Publication number: CN117422829A
Application number: CN202311379379.7A
Authority: CN
Inventors: 魏明强; 赵安; 朱哲; 郭延文; 王伟明; 谢浩然; 王富利
Original assignee: Shenzhen Research Institute Of Nanjing University Of Aeronautics And Astronautics; Nanjing University of Aeronautics and Astronautics
Current assignee: Shenzhen Research Institute Of Nanjing University Of Aeronautics And Astronautics; Nanjing University of Aeronautics and Astronautics
Priority date: 2023-10-24
Filing date: 2023-10-24
Publication date: 2024-01-19

Abstract

The invention discloses a face image synthesis optimization method based on a nerve radiation field, which comprises the steps of obtaining monocular RGB face video, carrying out frame extraction and two-dimensional face image fitting, carrying out real-time face tracking and analysis on a two-dimensional face image, and obtaining camera internal parameters, pose parameters and expression parameters; adopting camera internal parameters and pose parameters to sample light of a two-dimensional face image, obtaining corresponding three-dimensional coordinates, and carrying out position coding on the obtained three-dimensional coordinates; inputting the coded position and expression parameters and latent codes into a neural network formed by MLP to train a nerve radiation field, and obtaining RGB color values and densities; synthesizing RGB color values and density into a two-dimensional face image of a two-dimensional new view angle by utilizing volume rendering; and (3) optimizing the two-dimensional face image synthesized in the step (S4) by adopting a generating countermeasure network.
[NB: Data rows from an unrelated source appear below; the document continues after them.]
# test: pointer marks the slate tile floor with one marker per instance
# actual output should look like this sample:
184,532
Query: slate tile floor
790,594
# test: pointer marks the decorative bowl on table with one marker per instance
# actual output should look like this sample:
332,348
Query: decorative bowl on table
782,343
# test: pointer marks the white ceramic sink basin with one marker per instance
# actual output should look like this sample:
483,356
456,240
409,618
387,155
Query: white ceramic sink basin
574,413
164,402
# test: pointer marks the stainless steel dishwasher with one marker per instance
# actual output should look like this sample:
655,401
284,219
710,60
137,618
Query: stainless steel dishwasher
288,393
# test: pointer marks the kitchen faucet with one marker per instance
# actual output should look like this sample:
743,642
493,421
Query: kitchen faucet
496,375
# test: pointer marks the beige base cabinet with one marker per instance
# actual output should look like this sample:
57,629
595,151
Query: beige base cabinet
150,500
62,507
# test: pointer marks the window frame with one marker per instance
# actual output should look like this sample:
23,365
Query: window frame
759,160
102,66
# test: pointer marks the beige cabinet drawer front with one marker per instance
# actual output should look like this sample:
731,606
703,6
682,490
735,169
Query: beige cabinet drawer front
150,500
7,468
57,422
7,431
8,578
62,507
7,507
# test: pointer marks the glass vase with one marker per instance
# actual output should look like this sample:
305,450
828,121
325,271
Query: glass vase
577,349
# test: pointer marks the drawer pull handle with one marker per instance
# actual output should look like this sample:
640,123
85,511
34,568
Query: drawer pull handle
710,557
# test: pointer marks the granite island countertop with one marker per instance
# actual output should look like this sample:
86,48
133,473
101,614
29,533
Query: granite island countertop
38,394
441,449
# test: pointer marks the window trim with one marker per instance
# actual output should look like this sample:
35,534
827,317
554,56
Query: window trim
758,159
The neural network training time is short, the generated face image has less artifacts, the details are more abundant, and the neural network training method has wider prospects.

Description

Face image synthesis optimization method based on nerve radiation field

Technical Field

The invention belongs to the technical field of three-dimensional reconstruction and image new view angle synthesis, and particularly relates to a face image synthesis optimization method based on a nerve radiation field.

Background

Virtual digital man is a human body simulation technology based on computer technology, and can be used for simulating and reproducing the appearance, actions, behaviors and the like of human beings. Technically, virtual digital people have strong comprehensiveness and crossover, and relate to multiple fields of three-dimensional vision, computer graphics, natural language processing, including bionics, behavioural psychology, behavioural logic, and the like. Industrial applications around virtual digital people have also begun to land successively thanks to the continued development of digital man technology, for example in games and virtual reality, where virtual digital people can achieve highly realistic character simulation and motion capture, improving the immersion and realism of games and virtual reality.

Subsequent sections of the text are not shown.